We also investigate a set-to-set flow-matching model (SSFM). The SSFM uses a time-dependent transformer decoder to generate the entire set of constituents given the set of latent nodes. This setup is similar to the diffusion-masked autoencoder from CV [48]. As with MPM, the input set $\mathcal{X}$ is split into a reduced set $\mathcal{S}$ and its complement $\mathcal{T}$ . The reduced set is passed through the encoder to get the latent set $\mathcal{Z}$ , which is used in the decoder’s cross-attention layers. The decoder is trained as a set-CFM model to generate the remaining set $\mathcal{T}$ . A diagram of this model is shown in Figure 2. Since the loss is based purely on denoising the $\mathcal{T}$ , degeneracy is not an issue, and no positional encoding or mask tokens are required. By varying the masking rate $D_{f}=\frac{M}{N}$ , we can control the amount of jet generated by the diffusion model. The decoder is a standard diffusion generator when the $D_{f}=0$ . Thus, our pre-training setup produces a backbone for embedding and a purely generative model for the jets akin to Omnilearn and Omnijet- $alpha$ . During training, we sample $D_{f}\sim\mathcal{U}(0,0.8)$ to balance these two objectives.

5 Results

5.1 Ablation Studies

To evaluate our proposed alterations to MPMv1, we use the new backbone as a fixed encoder to classify the JetClass dataset. After pre-training for 200k steps, we freeze the encoder and append a classifier-head, made from 2 class-attention layers [49] followed by a linear layer. We then train the head as a classifier with cross-entropy loss for another 200k steps. We elected to use only the regression, K-Means, and particle ID tasks for the ablation study as they were the quickest to prototype. The full results using all reconstruction tasks are shown in Section 5.2.
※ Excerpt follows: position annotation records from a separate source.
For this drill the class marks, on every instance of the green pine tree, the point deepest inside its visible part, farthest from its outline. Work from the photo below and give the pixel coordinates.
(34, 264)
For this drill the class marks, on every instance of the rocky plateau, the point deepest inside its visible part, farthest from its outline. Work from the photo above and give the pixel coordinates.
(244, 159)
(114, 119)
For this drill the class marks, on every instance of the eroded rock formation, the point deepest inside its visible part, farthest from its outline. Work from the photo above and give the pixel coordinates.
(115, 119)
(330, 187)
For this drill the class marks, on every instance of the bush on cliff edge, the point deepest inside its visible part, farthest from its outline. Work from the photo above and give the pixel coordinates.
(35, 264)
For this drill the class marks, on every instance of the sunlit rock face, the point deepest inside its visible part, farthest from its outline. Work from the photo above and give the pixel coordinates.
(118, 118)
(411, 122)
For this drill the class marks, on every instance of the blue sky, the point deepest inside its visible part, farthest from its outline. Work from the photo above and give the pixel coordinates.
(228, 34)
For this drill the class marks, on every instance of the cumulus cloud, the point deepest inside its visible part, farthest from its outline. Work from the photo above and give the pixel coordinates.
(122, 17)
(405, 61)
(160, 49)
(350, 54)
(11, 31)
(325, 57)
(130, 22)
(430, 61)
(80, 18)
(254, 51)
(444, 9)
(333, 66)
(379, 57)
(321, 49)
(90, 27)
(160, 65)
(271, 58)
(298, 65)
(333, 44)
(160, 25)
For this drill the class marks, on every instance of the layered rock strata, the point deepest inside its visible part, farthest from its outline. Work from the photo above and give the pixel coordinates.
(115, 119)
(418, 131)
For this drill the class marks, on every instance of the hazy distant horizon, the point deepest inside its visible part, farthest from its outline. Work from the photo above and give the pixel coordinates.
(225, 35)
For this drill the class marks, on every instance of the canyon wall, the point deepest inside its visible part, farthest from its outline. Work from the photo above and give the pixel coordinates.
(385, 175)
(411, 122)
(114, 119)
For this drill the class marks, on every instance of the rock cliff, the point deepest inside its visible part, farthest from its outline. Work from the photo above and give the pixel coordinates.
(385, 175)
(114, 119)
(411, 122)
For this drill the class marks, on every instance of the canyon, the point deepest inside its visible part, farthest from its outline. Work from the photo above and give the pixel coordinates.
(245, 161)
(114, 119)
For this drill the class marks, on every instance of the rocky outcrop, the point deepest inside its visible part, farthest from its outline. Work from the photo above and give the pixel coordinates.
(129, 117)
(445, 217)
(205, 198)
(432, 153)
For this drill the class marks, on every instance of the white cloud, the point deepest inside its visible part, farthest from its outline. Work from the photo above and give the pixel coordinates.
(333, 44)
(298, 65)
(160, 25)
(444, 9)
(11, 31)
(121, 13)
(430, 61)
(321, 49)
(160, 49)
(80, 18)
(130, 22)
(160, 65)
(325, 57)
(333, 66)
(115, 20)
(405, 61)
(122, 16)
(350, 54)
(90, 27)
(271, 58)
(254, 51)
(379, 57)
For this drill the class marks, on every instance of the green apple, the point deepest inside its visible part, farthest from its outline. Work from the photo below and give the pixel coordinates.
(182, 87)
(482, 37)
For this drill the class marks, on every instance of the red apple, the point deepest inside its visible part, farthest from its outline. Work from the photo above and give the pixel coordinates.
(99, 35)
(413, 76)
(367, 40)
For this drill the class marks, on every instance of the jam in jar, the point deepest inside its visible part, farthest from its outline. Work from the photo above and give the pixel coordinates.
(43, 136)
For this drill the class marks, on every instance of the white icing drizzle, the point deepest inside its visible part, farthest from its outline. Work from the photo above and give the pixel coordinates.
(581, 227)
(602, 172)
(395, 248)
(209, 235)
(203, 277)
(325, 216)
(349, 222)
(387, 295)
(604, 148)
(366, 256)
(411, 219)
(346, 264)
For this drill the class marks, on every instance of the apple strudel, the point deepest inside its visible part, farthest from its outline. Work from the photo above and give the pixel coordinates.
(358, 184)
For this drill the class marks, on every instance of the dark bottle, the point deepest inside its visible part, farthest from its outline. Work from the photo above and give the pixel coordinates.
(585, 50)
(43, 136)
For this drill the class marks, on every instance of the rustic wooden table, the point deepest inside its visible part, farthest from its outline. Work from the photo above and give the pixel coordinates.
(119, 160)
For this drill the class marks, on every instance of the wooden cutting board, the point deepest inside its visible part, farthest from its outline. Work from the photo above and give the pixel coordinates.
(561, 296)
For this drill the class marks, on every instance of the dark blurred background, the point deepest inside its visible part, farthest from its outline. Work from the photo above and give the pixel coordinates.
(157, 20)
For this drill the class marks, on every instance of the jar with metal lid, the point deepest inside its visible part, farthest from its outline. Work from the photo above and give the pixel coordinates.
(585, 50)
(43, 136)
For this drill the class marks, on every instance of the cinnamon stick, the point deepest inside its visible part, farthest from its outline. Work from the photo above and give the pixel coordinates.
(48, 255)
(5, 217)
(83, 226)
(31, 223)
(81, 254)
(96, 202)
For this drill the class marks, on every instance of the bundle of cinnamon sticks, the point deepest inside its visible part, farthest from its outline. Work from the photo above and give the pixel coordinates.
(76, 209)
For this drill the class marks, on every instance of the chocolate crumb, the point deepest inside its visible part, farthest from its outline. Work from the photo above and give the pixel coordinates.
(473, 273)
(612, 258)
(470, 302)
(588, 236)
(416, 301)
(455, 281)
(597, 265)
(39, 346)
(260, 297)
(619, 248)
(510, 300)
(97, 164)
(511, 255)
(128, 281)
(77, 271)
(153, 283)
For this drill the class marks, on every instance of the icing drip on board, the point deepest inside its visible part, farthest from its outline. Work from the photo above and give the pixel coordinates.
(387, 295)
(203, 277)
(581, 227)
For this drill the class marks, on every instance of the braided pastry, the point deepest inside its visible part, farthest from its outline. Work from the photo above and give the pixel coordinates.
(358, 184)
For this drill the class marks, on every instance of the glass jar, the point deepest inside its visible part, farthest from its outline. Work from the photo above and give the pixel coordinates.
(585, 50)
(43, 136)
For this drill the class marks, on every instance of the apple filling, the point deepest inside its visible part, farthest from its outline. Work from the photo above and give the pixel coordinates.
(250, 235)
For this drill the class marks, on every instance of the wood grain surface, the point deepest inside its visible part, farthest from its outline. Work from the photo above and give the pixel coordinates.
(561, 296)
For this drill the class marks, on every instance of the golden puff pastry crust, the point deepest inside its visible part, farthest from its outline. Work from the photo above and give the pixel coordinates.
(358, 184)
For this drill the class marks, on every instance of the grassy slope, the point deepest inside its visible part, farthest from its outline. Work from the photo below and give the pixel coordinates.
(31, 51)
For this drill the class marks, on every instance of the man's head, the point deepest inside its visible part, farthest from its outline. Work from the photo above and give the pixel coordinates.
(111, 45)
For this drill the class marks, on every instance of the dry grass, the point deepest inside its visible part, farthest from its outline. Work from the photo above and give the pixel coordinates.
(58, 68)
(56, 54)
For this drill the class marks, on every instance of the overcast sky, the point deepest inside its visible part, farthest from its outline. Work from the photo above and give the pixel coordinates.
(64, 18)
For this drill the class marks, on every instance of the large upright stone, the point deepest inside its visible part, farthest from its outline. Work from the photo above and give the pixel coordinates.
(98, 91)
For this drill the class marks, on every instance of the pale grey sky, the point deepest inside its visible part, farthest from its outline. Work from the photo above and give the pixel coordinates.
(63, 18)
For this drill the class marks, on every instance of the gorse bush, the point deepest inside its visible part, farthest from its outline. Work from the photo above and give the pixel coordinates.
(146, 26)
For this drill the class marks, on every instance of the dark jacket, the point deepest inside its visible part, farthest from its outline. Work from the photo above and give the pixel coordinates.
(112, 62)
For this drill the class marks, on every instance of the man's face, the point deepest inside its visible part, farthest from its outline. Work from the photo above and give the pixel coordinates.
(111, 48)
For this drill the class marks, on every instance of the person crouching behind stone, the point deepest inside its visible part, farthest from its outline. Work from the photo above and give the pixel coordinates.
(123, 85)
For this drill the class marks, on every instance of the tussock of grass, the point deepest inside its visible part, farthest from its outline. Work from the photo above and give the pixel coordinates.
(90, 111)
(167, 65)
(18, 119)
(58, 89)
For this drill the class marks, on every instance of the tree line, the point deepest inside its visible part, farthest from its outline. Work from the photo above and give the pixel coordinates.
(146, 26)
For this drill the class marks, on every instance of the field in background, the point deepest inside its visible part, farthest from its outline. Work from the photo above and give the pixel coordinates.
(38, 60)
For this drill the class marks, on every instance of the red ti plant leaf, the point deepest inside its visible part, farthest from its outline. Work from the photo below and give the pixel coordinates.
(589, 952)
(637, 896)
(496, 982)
We present the results of the ablation study in Table 1. Initially, we recreated the training setup from Golling et al. [1], with the same masking rate of $D_{f}=0.3$ . Next, we test the setup with more up-to-date transformer layers, described in Appendix A. Then, we add the impact parameters to the features of the particles, followed by including the particle ID inputs and ID reconstruction task. Each of these steps improves the classification accuracy of both models. The largest improvement comes from changing the decoder to a transformer. This step significantly increased the accuracy of the regression task, bringing the gap between the two methods from 10.5% to 2.2%. To verify the impact of the decoder change, we reran the regression task without the impact parameters or particle ID task. We found that it achieved an accuracy of 65.0%, an increase of 9.5%. Another major benefit of switching to the MAE setup was a 40% reduction in GPU memory due to the reduced point cloud size being passed to the encoder. Finally, we also experimented with adding registers into the encoder [50], which prevents the transformer from overwriting elements in the set with global information. We added 8 registers to the training and found that the classifier’s performance increased with little computational cost. Additionally, we optimized the mask rate and the decoder depth for the final training sessions.

Table 1: The effects of the model redesign on the accuracy of a classifier head trained using the encoder outputs. All models except the final iteration were trained using 200k training steps, a mask rate of 30%, and a 2-layer decoder.

	regression		k-means
MPMv1 using $(p_{\text{T}},\eta,\phi)$ [1]	48.9		56.2
+ updated transformer layers	55.5	$\uparrow 6.6$	62.2	$\uparrow 6.0$
+ impact parameter features	62.2	$\uparrow 6.7$	70.2	$\uparrow 8.0$
+ constituent ID feature and ID reconstruction task	63.5	$\uparrow 1.3$	74.0	$\uparrow 3.8$
+ transformer as decoder (MAE)	79.2	$\uparrow 15.7$	81.4	$\uparrow 7.4$
+ registers	80.4	$\uparrow 1.2$	83.0	$\uparrow 1.6$
+ longer train (1M steps) + deeper decoder + 40% mask rate	83.3	$\uparrow 2.0$	84.0	$\uparrow 1.0$

5.2 Downstream Tasks

Here, we evaluate the performance of our backbones on a variety of downstream tasks typically encountered in jet physics. Each backbone is pre-trained using one of the continuous feature reconstruction tasks (which it is named after) together with the particle ID task. Pre-training is run for 1M steps after which specific downstream task layers are appended to the encoder, and the model is fine-tuned. Finetuning is run for 200k steps, allowing for early stopping using a validation set. We use a randomly initialized network as a baseline to highlight the performance provided by pre-training and repeat each experiment 5 times to estimate the run-to-run variance.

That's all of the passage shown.